İyi mi oynuyordu; hayır... Ama keyif veren pozisyonlu ve hızlıydı. İkinci yarıda eser kalmayacak “kompakt” bile denirdi futboluna.
28. dakikada Fatih’in çelip Soldado’nun önüne düşmesiyle gelen “tesadüfi” Fenerbahçe golü ivmeyi arttırdı. Özellikle sol kanadındaki H.Ali ile Valbuena etkili olmaya başladı. İkinci golün Dirar ile sağdan gelmesi aldatmasın; sebebi yine soldaki ikilinin zekice kanat değiştirmesidir.
İlk yarının son on beş dakikasında biri verilen diğeri verilmeyen iki penaltı var... Fenerbahçe’nin kazandığı ve Soldado’nun atamadığı, daha doğrusu kaleci Fatih’in kurtardığı penaltıyı yapan Güray topa o kadar yakındı ki, eline çarpmasında kasıt aranmayabilirdi.
Dört dakika sonra İsla, sahanın en hızlı adamı Manu’yu ceza sahasında yere indirdiğinde kimse tınmadı oysa.
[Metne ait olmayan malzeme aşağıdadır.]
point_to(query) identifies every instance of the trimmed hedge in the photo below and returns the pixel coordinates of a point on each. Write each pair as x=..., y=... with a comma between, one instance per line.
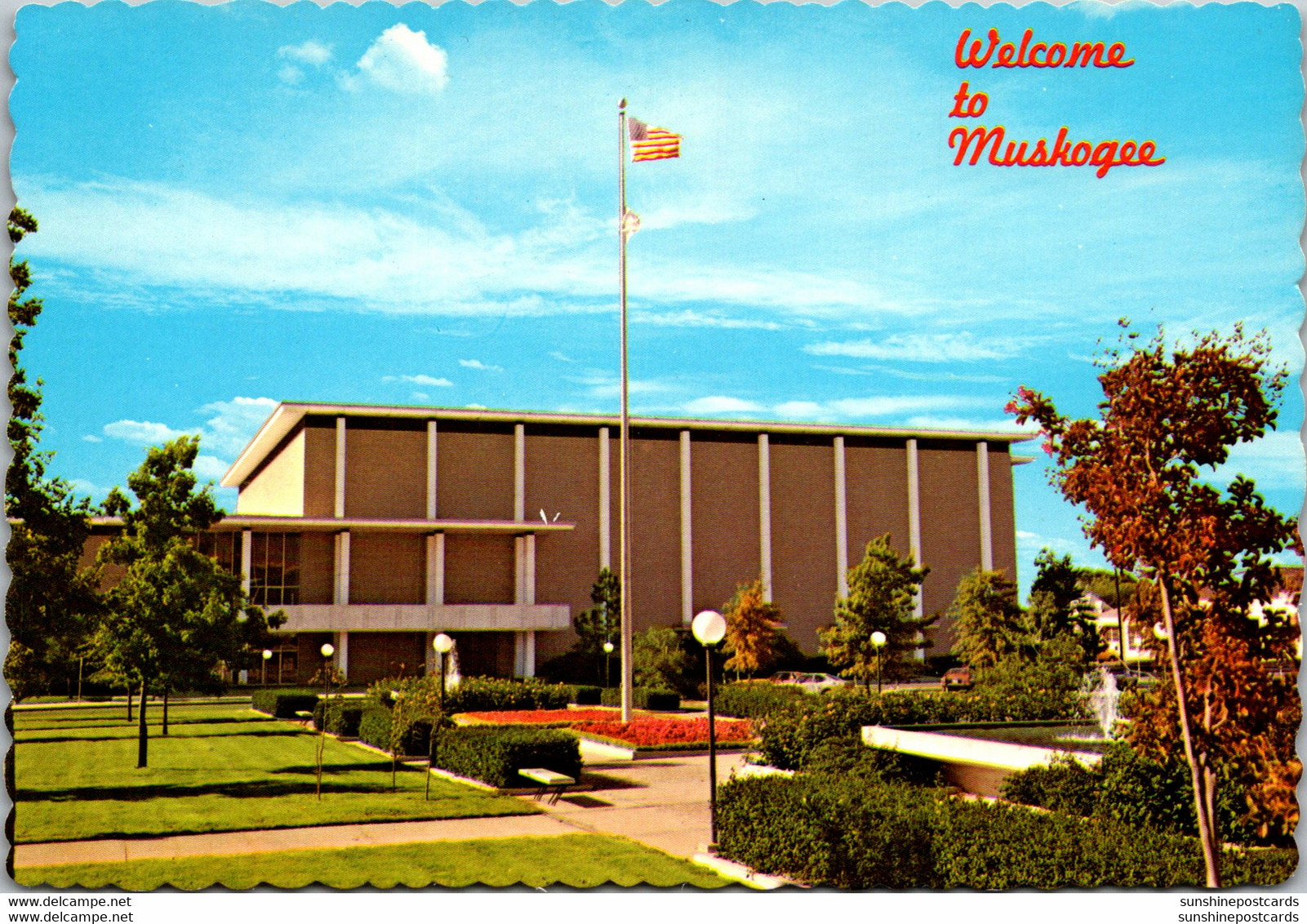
x=496, y=753
x=343, y=717
x=587, y=695
x=284, y=704
x=863, y=834
x=791, y=732
x=643, y=698
x=754, y=701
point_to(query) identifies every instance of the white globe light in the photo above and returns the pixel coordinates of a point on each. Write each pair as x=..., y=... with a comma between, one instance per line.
x=709, y=626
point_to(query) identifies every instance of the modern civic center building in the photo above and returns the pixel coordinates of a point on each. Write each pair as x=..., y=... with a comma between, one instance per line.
x=376, y=527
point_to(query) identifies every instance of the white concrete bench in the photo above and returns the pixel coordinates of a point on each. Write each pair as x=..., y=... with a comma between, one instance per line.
x=548, y=780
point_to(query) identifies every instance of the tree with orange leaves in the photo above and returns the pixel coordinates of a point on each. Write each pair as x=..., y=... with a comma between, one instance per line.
x=753, y=629
x=1169, y=415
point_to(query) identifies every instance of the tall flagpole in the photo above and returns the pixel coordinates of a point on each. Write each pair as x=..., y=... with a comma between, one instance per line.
x=624, y=451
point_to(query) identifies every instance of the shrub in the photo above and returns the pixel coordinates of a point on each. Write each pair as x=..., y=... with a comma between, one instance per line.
x=587, y=695
x=496, y=753
x=754, y=701
x=860, y=834
x=1067, y=786
x=643, y=698
x=851, y=758
x=284, y=704
x=340, y=717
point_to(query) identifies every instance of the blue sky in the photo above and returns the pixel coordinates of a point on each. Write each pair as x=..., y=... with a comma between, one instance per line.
x=242, y=204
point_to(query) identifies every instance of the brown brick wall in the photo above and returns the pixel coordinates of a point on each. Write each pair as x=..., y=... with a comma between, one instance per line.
x=724, y=488
x=655, y=528
x=473, y=472
x=950, y=527
x=321, y=467
x=387, y=569
x=802, y=535
x=386, y=471
x=478, y=569
x=317, y=567
x=562, y=478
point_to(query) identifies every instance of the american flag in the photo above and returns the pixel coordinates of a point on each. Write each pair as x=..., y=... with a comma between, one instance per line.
x=652, y=144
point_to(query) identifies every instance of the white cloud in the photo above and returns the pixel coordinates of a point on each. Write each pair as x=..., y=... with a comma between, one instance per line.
x=402, y=60
x=234, y=422
x=306, y=52
x=1276, y=460
x=478, y=365
x=920, y=348
x=144, y=433
x=209, y=467
x=722, y=404
x=421, y=380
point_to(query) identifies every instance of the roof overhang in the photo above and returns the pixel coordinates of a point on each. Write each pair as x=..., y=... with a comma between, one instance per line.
x=288, y=415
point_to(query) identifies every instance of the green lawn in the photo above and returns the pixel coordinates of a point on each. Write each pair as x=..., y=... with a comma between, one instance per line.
x=580, y=860
x=224, y=767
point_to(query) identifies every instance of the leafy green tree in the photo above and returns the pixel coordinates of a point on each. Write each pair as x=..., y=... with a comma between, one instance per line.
x=753, y=630
x=602, y=622
x=176, y=613
x=1058, y=606
x=50, y=596
x=987, y=619
x=881, y=597
x=1170, y=415
x=659, y=660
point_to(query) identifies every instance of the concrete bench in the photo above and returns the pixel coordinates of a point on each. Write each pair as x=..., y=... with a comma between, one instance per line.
x=548, y=780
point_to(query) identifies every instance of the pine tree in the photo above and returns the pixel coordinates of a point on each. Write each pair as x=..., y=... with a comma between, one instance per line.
x=881, y=597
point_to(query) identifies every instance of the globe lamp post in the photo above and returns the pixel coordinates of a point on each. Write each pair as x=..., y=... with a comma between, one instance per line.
x=327, y=651
x=878, y=641
x=710, y=628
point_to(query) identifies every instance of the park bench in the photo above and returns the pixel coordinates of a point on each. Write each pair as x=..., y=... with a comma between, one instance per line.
x=548, y=780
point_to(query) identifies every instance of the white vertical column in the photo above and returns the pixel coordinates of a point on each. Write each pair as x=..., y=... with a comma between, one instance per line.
x=983, y=497
x=435, y=570
x=341, y=593
x=246, y=560
x=606, y=502
x=765, y=514
x=430, y=471
x=528, y=570
x=687, y=534
x=340, y=469
x=519, y=472
x=914, y=517
x=841, y=521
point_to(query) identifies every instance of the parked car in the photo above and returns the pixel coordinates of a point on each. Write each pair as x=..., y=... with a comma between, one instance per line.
x=809, y=682
x=957, y=678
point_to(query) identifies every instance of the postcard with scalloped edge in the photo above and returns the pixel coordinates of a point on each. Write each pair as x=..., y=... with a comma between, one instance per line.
x=671, y=446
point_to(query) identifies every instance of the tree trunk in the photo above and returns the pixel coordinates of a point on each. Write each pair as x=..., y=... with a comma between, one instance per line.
x=141, y=734
x=1203, y=800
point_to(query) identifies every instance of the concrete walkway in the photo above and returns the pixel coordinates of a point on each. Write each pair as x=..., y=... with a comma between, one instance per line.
x=660, y=802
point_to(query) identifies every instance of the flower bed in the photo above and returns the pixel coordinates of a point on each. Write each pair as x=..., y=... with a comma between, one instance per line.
x=541, y=717
x=667, y=732
x=646, y=731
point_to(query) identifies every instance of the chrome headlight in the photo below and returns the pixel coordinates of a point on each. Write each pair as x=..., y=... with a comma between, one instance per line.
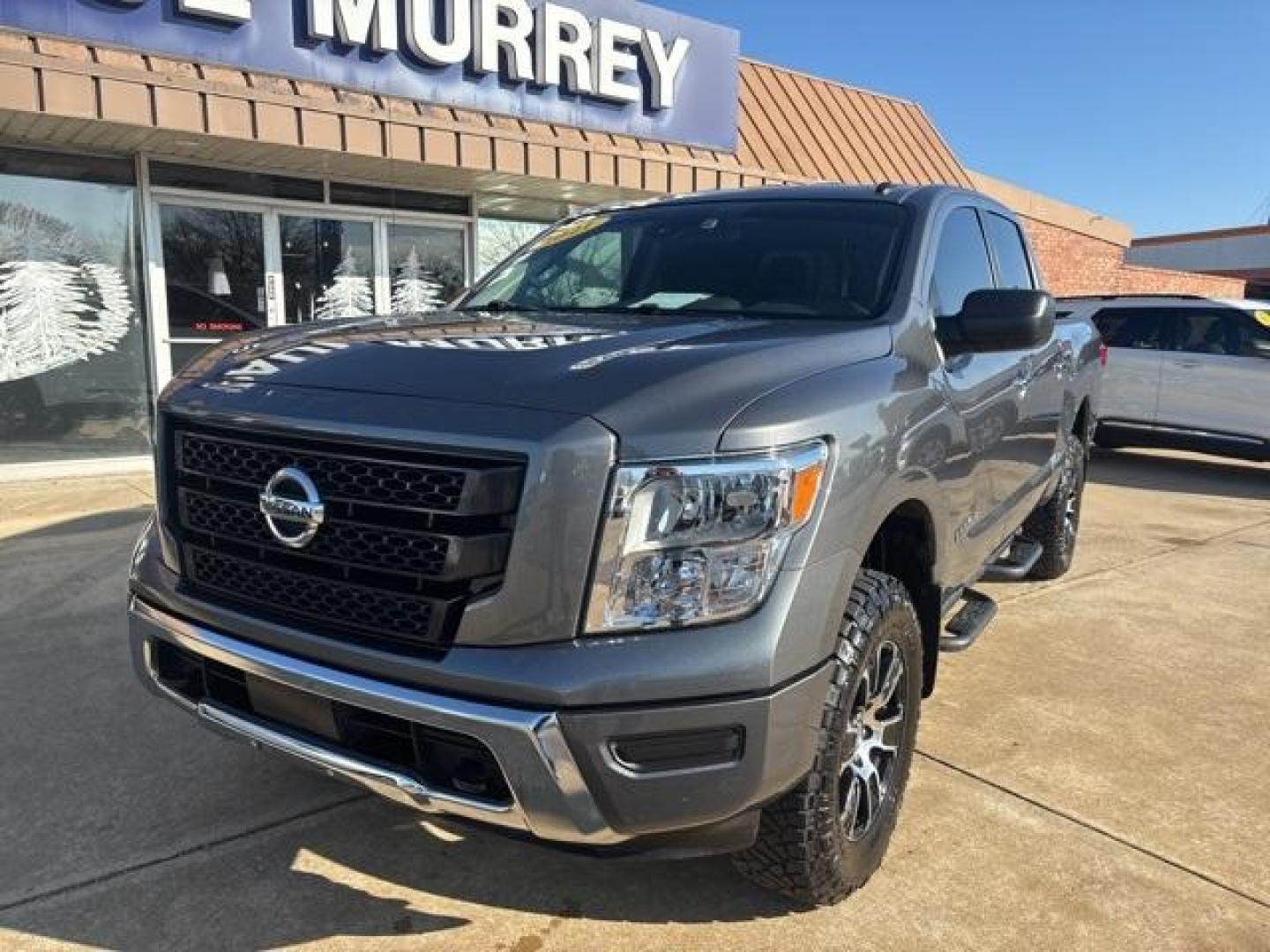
x=698, y=542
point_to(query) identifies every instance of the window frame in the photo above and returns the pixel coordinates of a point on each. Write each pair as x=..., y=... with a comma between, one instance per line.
x=984, y=215
x=935, y=258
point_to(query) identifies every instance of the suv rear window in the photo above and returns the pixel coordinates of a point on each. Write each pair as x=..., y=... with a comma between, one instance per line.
x=1132, y=328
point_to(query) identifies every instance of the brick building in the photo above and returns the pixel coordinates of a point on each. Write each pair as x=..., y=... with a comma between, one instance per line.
x=175, y=175
x=1084, y=253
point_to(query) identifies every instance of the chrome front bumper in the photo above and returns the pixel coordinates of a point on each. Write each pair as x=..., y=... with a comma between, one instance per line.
x=550, y=796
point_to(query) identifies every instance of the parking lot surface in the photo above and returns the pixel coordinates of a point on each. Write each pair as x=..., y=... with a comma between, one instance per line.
x=1093, y=775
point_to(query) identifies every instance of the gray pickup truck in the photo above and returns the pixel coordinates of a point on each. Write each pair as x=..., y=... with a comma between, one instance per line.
x=652, y=544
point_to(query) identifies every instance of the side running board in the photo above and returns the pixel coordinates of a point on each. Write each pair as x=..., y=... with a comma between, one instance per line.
x=969, y=623
x=1015, y=562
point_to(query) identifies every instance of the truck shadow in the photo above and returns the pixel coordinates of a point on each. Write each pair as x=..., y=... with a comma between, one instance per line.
x=371, y=870
x=1181, y=472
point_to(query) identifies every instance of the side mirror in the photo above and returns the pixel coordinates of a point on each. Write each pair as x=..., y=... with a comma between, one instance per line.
x=1000, y=319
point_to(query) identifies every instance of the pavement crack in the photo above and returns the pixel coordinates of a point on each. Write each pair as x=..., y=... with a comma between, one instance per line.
x=1093, y=828
x=153, y=862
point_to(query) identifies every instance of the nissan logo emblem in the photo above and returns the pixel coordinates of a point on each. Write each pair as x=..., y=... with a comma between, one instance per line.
x=292, y=508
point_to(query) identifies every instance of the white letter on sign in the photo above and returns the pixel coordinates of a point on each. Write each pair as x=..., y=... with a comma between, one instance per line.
x=563, y=48
x=355, y=23
x=612, y=57
x=513, y=37
x=234, y=11
x=421, y=22
x=663, y=66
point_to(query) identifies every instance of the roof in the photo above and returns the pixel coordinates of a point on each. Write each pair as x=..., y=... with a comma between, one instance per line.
x=1168, y=300
x=1184, y=236
x=818, y=130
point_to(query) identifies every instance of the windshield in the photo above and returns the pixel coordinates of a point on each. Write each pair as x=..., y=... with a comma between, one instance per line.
x=761, y=259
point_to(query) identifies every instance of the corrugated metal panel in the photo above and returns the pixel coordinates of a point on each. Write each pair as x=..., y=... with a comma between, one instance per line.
x=803, y=127
x=793, y=127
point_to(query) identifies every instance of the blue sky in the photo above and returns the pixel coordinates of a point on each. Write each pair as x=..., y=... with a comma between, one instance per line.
x=1156, y=113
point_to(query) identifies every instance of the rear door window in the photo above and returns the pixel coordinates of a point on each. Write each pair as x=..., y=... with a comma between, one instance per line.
x=1131, y=328
x=1010, y=251
x=1208, y=331
x=1255, y=333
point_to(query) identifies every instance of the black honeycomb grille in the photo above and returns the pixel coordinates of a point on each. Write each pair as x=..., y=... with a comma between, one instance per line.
x=354, y=544
x=384, y=614
x=340, y=476
x=409, y=533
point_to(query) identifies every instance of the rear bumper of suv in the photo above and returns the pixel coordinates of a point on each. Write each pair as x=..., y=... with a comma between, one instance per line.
x=672, y=778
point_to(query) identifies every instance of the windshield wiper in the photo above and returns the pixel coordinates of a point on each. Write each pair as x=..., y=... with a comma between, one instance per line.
x=499, y=306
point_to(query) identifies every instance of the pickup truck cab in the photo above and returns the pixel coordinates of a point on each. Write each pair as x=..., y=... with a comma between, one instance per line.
x=652, y=544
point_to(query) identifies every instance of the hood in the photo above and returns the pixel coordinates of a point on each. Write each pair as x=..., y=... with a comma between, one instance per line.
x=667, y=386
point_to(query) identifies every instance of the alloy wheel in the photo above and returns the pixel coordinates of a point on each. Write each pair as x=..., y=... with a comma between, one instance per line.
x=875, y=730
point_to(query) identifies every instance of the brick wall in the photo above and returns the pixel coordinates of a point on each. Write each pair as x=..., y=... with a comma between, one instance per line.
x=1081, y=264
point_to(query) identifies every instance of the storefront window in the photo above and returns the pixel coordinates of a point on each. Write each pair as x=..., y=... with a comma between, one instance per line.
x=328, y=268
x=498, y=239
x=72, y=365
x=427, y=267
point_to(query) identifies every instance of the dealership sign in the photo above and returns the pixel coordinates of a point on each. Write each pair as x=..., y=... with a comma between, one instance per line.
x=611, y=65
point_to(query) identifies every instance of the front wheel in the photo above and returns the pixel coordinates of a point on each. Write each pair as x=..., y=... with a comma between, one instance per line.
x=823, y=839
x=1058, y=521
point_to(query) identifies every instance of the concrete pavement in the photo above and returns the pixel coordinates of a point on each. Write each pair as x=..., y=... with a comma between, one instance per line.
x=1093, y=775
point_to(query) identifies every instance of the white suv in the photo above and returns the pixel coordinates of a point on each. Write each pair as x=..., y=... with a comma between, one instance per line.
x=1183, y=372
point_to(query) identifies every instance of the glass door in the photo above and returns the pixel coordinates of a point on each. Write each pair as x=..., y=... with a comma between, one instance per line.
x=213, y=279
x=234, y=265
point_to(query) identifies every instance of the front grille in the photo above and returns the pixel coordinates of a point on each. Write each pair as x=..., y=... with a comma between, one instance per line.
x=407, y=537
x=378, y=614
x=351, y=475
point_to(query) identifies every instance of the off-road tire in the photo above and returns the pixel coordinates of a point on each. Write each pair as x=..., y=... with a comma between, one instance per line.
x=1050, y=524
x=803, y=850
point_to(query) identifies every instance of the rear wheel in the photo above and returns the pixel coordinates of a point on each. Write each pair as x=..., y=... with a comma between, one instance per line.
x=823, y=839
x=1057, y=522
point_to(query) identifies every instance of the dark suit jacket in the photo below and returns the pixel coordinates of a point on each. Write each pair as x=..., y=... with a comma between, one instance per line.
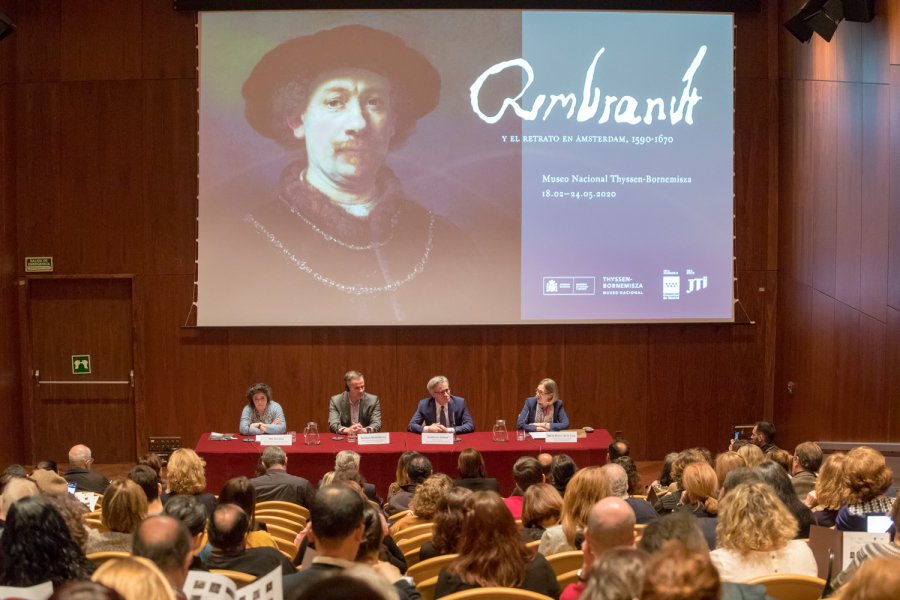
x=87, y=481
x=526, y=417
x=426, y=414
x=277, y=484
x=339, y=412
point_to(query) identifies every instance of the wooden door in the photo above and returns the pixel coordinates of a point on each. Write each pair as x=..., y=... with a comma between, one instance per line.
x=69, y=317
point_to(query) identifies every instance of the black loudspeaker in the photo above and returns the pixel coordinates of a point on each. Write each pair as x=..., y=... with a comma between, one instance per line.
x=6, y=25
x=859, y=11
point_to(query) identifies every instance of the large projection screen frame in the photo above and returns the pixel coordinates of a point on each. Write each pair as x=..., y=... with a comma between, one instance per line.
x=559, y=151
Düşmek üzere kupa finalisti ile tıka basa tribünlü Fenerbahçe arasında o kadar tercih farkı olacaktı hakem raconunda!..
Uzatmada Barbosa’nın şık vuruşu ile soyunma odasına 2-1 galip giden Fenerbahçe, yeni bir gol korkusuyla Eljif’den Mehmet Topal yaratmaya her çalıştığında ve Valbuena her içeri girdiğinde etkisizleşti.
İkinci yarının ilk dakikalarında Hasan Ali ve Valbuena’nın ileri taşıdığı toplar tehlike yaratmadan geri dönmeye başladı. Takımın boyu uzadı.
Hatta Fenerbahçe yarı alanına yerleşen, sağ beki Vrsajevic ile sık sık sıfıra inip Fenerbahçe ceza alanına orta deneyen bir Akhisarspor çıktı ortaya. Sol kanadın taşıdığı topu ilerde tutamayınca sol kanat boş kalıyordu tabi.
Fenerbahçe soldukça Akhisarspor’un ümidi arttı ve santraforunu bile yenileyip Cikalleshi’yi aldı.
Ersun Hoca’nın son hamlesi ise geniş ve eforlu oyunda aşırı yorulan Eljif ile Tolgay’ı değiştirmek oldu. Tabi Valbuena ile Ayew’i de... Zaten oyunun üstünlüğünü yine ele geçirmişti Fenerbahçe ve doğacak bir fırsatta taze adamın gol atması daha büyük olasılıktı.
Akhisar kupayı hayal edip ligden vazgeçmeye, Fenerbahçe 2-1’e razı olmaya başlayınca skor değişmedi.
Evet... Akhisarspor Kadıköy’de küme düşürken Fenerbahçe biraz daha rahatladı ve bundan sonrası gelecek sezona bakma zamanı.
Yeni sezonda değişmeli bu takım.
Futbolcular kötü olduğundan değil, “akord” tutmadığından!
Fenerbahçe, Sergen Yalçın’ın “takım hali” sanki... Sergen Hoca top oynadığı zamanda “yeteneğini kullanmıyor” diye herkesi nasıl deli etmişse, Fenerbahçe de takım halinde öyle.
Eminiz yeteneklerinden, çünkü maç içinde gelip gidiyor arkadaşlara.
Bu met-cezir tehlikeli... Aynı riske yeni sezonda da giremez Fenerbahçe.